Tay-Sachs is a straight 2-allele recessive genetic condition right out of high school biology.  One genetic locus per chromosome, two possible alleles.  If you have no copies of the flawed gene, you’re fine.  If you have one copy of the flawed gene, you’re fine, but you have a 50% chance of passing that copy on to any children.  If you have two copies…well, let’s head to Wikipedia:

Infantile TSD. Infants with Tay-Sachs disease appear to develop normally for the first six months of life. Then, as nerve cells become distended with gangliosides, a relentless deterioration of mental and physical abilities occurs. The child becomes blind, deaf, and unable to swallow. Muscles begin to atrophy and paralysis sets in. Death usually occurs before the age of 4.

Pretty gruesome stuff.  Most commonly, in order to prevent the sort of short, nasty, misery-causing life that any child who has Tay-Sachs is guaranteed, if both parents are carriers of the disease, amniocentesis is performed as soon as it is safe, and any child who has two copies of the Tay-Sachs gene is aborted.

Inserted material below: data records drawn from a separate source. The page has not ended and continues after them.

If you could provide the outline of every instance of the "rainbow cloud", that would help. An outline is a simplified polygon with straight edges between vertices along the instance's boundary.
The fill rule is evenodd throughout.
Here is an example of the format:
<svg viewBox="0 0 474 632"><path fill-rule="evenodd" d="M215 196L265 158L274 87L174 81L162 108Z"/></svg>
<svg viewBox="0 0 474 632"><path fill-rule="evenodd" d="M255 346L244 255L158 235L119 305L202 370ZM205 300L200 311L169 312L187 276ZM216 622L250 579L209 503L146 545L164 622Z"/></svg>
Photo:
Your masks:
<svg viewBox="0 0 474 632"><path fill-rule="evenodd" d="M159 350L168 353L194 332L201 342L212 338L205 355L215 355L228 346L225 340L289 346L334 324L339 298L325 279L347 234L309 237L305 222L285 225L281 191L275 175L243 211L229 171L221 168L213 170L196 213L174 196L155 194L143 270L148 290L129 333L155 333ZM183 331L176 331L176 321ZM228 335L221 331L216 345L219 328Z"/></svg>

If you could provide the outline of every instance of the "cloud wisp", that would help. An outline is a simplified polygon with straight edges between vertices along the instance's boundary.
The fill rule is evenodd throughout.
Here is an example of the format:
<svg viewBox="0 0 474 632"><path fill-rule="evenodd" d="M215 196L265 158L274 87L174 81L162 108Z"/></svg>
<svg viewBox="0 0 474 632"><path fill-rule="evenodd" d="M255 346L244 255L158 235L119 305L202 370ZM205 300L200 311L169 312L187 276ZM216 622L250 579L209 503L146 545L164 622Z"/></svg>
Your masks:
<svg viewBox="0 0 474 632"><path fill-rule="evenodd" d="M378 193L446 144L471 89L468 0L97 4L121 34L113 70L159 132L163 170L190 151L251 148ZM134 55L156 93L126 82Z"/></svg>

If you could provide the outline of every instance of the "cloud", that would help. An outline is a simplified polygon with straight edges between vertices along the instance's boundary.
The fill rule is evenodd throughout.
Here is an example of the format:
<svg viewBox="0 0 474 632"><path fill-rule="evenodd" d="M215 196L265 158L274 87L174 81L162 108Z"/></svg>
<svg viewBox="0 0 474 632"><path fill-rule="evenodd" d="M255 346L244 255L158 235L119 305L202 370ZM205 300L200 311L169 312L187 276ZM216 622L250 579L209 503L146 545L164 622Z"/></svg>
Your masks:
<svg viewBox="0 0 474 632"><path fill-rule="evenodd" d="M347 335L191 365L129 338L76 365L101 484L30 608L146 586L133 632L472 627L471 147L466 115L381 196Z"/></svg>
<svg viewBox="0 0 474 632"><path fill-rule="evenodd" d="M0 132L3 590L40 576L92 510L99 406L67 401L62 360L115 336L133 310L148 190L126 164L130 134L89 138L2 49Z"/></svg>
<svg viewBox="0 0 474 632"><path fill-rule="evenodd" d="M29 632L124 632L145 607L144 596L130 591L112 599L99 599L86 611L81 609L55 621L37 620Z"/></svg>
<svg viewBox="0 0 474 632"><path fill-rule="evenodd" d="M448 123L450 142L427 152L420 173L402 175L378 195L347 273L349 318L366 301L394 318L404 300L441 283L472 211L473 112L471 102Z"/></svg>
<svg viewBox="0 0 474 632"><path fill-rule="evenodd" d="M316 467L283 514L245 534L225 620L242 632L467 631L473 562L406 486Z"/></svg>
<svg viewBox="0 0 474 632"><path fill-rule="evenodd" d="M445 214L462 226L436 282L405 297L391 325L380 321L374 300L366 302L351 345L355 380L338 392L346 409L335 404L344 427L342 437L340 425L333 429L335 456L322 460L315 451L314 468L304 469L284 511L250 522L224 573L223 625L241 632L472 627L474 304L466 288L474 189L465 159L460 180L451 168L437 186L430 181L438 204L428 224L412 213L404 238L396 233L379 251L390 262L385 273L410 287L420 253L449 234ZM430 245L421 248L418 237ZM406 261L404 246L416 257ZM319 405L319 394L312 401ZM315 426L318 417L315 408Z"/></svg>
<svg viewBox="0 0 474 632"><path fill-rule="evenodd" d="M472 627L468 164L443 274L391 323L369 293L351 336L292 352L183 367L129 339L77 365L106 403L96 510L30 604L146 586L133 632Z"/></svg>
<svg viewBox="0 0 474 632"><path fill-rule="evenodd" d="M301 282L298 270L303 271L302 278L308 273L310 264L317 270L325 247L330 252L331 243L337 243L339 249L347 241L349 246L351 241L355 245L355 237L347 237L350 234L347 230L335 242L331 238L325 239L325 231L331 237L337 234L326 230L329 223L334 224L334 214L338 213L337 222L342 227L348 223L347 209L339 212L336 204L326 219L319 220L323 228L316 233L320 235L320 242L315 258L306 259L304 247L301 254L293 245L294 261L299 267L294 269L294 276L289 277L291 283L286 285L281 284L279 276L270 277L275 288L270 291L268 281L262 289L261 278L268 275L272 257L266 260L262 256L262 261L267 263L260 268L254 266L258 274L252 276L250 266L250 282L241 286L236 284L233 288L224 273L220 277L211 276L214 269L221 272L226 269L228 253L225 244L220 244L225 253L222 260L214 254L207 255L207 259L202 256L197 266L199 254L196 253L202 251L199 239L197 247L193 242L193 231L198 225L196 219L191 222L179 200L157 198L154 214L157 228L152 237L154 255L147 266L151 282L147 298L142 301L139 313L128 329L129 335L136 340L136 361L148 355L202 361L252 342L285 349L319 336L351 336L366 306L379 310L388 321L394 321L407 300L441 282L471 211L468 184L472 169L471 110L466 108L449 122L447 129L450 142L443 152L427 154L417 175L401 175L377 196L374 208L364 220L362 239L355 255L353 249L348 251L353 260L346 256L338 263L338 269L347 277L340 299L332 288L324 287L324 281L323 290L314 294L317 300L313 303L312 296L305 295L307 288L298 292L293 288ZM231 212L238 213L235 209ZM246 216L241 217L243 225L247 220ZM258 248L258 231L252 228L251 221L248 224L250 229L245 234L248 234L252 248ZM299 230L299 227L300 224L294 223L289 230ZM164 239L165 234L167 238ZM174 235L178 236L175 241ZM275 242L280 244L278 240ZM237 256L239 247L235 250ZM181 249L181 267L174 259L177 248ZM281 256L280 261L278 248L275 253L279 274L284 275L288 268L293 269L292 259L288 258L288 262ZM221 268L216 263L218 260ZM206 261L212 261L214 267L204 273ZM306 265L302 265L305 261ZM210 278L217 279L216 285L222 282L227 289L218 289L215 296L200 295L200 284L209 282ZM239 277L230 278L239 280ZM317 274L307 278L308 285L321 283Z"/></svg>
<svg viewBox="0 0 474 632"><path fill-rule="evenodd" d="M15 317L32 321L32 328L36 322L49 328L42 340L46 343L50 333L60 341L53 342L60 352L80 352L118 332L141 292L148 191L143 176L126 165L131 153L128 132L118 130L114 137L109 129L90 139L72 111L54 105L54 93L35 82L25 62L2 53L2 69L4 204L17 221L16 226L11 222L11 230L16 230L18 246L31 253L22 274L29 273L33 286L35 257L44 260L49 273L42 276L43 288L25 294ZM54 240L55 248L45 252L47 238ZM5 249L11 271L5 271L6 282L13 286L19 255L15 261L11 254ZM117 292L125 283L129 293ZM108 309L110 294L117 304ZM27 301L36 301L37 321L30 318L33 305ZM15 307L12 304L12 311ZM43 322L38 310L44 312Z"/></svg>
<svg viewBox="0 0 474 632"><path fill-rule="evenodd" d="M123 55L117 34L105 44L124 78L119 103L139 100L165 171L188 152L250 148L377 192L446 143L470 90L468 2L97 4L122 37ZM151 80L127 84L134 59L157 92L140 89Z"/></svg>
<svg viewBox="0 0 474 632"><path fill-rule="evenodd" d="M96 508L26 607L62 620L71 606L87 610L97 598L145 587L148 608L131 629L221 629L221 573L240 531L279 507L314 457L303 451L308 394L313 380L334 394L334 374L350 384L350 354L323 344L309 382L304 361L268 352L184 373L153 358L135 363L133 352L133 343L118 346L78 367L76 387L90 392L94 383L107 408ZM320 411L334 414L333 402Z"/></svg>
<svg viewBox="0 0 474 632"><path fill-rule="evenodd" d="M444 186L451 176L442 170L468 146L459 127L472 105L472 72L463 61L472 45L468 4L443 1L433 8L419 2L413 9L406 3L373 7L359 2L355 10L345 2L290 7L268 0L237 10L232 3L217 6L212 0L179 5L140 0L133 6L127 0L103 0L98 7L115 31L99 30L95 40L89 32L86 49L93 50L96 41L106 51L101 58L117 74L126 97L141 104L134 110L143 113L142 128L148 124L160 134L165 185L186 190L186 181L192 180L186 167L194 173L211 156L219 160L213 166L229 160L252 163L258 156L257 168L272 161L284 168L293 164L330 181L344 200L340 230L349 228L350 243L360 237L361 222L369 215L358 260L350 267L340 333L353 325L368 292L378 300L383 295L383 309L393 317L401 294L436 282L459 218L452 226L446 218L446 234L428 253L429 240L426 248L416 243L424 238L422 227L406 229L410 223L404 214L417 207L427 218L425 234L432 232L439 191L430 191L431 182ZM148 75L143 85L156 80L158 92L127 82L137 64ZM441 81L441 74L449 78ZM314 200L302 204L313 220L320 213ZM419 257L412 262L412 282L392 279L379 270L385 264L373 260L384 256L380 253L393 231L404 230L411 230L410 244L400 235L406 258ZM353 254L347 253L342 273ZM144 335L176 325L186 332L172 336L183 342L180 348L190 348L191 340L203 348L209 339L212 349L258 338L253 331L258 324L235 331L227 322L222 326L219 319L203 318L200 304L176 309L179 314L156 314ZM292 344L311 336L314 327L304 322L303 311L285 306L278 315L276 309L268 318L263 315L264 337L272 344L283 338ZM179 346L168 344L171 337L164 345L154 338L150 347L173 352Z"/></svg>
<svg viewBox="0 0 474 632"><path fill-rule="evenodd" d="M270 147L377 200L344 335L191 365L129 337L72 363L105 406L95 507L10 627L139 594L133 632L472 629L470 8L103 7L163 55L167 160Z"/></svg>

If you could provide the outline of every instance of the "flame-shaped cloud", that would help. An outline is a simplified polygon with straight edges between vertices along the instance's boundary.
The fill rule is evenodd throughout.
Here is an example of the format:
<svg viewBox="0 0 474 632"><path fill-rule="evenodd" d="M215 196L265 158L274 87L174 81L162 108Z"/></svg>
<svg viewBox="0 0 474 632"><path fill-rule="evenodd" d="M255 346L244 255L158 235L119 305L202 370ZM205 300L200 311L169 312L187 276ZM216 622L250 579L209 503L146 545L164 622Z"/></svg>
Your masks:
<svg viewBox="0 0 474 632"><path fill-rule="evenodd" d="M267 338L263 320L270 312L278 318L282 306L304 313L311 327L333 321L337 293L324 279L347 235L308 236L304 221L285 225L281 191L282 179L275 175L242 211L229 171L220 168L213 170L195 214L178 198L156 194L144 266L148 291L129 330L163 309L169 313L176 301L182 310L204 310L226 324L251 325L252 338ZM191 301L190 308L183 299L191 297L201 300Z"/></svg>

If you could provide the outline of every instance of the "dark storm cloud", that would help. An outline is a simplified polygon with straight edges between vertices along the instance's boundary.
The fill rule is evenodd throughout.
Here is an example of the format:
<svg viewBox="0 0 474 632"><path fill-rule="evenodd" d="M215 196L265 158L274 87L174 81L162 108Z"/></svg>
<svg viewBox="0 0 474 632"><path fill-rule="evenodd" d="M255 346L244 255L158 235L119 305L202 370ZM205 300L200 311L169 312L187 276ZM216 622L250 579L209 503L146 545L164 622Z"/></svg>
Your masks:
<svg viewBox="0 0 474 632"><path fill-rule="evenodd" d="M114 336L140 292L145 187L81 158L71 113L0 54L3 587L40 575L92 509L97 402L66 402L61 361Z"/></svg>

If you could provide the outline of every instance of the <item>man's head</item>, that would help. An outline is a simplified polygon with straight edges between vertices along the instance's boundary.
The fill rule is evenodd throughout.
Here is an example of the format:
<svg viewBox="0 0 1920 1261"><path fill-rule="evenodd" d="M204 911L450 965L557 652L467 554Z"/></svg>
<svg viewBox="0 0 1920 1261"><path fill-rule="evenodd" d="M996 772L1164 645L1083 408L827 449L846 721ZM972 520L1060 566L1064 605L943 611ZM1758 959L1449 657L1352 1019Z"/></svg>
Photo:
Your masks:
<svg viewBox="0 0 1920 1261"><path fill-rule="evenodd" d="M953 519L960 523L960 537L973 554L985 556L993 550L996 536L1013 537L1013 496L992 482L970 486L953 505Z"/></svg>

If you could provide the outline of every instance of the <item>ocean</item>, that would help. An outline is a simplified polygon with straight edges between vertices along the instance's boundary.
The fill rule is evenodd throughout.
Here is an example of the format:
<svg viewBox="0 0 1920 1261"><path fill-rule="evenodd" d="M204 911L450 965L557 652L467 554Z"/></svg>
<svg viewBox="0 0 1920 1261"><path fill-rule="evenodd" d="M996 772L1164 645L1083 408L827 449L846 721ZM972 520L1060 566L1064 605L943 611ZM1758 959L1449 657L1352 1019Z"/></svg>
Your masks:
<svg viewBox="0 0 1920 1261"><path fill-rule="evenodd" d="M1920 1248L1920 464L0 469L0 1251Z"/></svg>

Imagine if I were to find out, seven months after a some illicit tryst, that evening had had further consequences than a headache and vague feeling of shame the next morning.  And imagine, further, that after finding out that I was the father, and knowing of my possible genetic inheritance, we decide to test for Tay-Sachs, and we discover, to our dismay, that the mother was also a carrier, and the fetus is doomed to a short, unhappy life such as the one discussed above.  

You are stuck between the rock of aborting a fetus that, if it were delivered today, would almost certainly be able to survive the birth process and begin its life, and the hard place of dooming that same child to the ‘relentless deterioration of mental and physical abilities’ which will, without a doubt, end in a horrible death.  Isn’t that tragic decision difficult enough without some self-righteous Christian extremist shouting horrible things at me and the mother of my child while we try and seek consultation in our time of difficulty?

That reason alone is enough, to me, to justify keeping this procedure safe, legal, and without significant restrictions apart from those placed on the doctor and mother by themselves and their consciences.  I’m sure there are other, probably better reasons to be in support, but that’s enough for me.